Wo die Wurzeln des Reformators liegen

Martin Luther stammte aus dem Mansfelder Land am Rande des Harzes – Eine Spurensuche in Eisleben und Umgebung

Heute würde den Reformator in Mansfeld sicherlich niemand mehr überpinseln. Luther ist fester Bestandteil der Stadtvermarktung. Auch wenn die Bewohner von Mansfeld es mit der Religion ähnlich halten dürften wie die Menschen im nahen Eisleben. Luther ist längst mehr als der fromme, bibelfeste Mönch, der die Vorherrschaft des Papstes in Frage stellte und zum Begründer der evangelischen Kirche wurde. Luther ist eine Symbolfigur, die sich touristisch vortrefflich vermarkten lässt. Der größte Sohn des Mansfelder Landes. Vielleicht sogar der größte Sohn Mitteldeutschlands.

Wenig Interesse an Luther

Schon die Nazis feierten Luther. Für sie war der Vorkämpfer einer „deutschen“ Kirche. Seine umstrittene Schrift „Von den Juden und ihren Lügen“ aus dem Jahr 1543 bot sich an, von den Braunen instrumentalisiert zu werden. Dabei war der Reformator gar kein Antisemit. Seine Abneigung gegenüber dem Judentum speiste sich rein aus religiösen Motiven. Anders als die Nazis zeigte die DDR zunächst wenig Interesse an Luther, dem Bürgerlichen, Freund der Fürsten und Gegner der revoltierenden Bauern. Der revolutionäre Prediger Thomas Müntzer passte weit besser ins propagandistische Instrumentarium des Sozialismus.

Die Fünf-Mark-Banknote der DDR zeigte das Porträt des revolutionären Predigers und Bauernführers Thomas Müntzer. Er galt dem Arbeiter- und Bauern-Staat als deutscher Nationalheld. (Foto: gemeinfrei)

Erst nach und nach entdeckte auch der SED-Staat seine Liebe zum christlichen Reformator und beanspruchte ihn als Vorläufer. Zum Lutherjahr 1983 ließ die DDR-Führung eine Dokumentation produzieren, die zeigen sollte, wie sich der Arbeiter- und Bauern-Staat mit dem Reformator versöhnt hatte – und mit der Kirche. Sogar Gottesdienste im Fernsehen waren jetzt gelegentlich möglich. Eine fünfteilige TV-Produktion des Fernsehens der DDR sollte die Erinnerung an den Reformator wachrufen und im Sinne der Staats- und Parteiführung beeinflussen. Die Hauptrolle übernahm Ulrich Thein. Gegen ihn trat im Westen Lambert Hamel an, der Luther in einem Zweiteiler für das ZDF mimte.

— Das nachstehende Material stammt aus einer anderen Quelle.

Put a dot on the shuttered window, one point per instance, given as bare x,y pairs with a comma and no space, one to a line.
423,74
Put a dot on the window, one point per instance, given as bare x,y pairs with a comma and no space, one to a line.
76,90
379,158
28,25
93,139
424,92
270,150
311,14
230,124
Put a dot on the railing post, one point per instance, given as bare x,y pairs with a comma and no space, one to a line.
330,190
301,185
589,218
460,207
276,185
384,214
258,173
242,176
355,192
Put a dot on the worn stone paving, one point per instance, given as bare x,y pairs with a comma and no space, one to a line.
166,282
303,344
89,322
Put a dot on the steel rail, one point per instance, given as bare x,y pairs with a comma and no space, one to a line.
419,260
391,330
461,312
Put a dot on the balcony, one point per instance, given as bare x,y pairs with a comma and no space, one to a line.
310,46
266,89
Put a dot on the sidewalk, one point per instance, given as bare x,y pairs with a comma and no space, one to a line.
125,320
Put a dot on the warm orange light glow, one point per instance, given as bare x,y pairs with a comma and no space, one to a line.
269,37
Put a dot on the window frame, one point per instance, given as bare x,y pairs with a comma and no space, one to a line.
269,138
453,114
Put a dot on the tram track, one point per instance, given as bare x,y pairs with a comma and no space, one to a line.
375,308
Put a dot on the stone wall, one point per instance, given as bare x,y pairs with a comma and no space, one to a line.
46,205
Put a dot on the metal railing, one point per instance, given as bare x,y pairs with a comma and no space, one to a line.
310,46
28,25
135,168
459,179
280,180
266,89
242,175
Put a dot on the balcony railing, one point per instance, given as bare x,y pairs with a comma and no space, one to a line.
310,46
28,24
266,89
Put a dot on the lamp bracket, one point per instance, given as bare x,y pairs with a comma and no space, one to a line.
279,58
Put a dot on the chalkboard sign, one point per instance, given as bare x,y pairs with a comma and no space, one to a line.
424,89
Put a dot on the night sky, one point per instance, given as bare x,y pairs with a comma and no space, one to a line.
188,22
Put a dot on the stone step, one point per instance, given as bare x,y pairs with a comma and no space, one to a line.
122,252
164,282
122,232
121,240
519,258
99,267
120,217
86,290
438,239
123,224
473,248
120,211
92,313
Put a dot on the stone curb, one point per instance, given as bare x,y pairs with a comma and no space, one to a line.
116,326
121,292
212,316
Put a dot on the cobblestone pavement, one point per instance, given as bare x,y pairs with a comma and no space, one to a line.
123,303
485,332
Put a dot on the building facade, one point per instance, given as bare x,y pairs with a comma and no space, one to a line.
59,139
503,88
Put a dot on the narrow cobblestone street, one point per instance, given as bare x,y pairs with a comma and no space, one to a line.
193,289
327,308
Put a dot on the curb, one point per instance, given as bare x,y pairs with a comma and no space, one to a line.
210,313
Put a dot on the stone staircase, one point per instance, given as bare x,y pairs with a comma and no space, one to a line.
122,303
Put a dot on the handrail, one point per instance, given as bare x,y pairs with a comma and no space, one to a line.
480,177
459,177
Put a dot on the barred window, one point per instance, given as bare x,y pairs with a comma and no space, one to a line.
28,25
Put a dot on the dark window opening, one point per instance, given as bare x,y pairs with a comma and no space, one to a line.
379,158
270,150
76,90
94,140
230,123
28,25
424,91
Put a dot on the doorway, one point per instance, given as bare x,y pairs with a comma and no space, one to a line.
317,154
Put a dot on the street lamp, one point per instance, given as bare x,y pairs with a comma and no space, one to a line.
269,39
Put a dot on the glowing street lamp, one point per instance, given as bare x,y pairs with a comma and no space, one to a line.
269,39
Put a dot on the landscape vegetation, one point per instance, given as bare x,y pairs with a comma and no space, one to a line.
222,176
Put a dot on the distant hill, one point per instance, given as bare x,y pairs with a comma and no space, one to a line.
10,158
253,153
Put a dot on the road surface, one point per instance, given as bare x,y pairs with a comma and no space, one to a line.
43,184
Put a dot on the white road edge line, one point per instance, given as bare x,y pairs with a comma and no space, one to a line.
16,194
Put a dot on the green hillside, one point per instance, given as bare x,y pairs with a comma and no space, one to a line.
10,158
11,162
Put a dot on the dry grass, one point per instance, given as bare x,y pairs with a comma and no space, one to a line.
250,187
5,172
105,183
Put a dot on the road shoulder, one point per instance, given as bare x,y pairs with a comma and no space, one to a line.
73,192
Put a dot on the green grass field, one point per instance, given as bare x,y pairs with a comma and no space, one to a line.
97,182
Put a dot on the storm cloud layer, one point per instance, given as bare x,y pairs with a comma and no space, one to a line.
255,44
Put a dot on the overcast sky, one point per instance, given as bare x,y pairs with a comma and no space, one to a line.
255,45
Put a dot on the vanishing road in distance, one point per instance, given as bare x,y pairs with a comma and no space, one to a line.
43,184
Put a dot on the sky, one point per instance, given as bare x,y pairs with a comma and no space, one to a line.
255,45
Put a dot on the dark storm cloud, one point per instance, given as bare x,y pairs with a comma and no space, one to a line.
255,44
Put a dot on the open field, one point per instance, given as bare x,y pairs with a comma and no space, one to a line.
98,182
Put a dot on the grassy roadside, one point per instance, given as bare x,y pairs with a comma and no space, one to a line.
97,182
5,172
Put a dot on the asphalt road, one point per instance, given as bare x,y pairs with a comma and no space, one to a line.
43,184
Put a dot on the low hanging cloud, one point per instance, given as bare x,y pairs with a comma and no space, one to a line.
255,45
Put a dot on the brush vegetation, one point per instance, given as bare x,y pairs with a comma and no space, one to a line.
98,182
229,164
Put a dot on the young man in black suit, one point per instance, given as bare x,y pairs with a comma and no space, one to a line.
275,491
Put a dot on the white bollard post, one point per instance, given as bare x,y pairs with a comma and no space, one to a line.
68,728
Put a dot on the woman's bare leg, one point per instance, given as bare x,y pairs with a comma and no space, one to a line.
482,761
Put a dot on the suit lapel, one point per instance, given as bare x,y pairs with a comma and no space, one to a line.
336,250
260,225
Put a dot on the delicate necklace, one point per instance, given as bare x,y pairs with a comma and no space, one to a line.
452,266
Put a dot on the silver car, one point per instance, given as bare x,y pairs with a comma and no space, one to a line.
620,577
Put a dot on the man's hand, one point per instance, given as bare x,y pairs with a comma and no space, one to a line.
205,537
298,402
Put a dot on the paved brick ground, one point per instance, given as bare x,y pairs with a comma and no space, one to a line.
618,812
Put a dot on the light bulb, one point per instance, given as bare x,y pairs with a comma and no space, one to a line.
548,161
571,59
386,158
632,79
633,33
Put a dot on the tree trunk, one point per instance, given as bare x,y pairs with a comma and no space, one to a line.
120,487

Nach sozialistischem Geschmack

Die DEFA brachte einen „Martin Luther“ auf die Mattscheibe, der nach dem sozialistischen Geschmack der SED gewesen sein dürfte. Er kritisiert die Profitgier frühkapitalistischer Handelshäuser, die Macht der römischen Kirche, den Ämterkauf. Ulrich Thein gibt sich aber auch reichlich nationalgesinnt und betont sein Deutschtum. Wer den ausgeprägten Patriotismus kennt, der die DDR-Identität prägte, den verwundert das nicht. Die linientreue DEFA-Produktion gefiel ironischerweise auch der Kritik im Westen besser.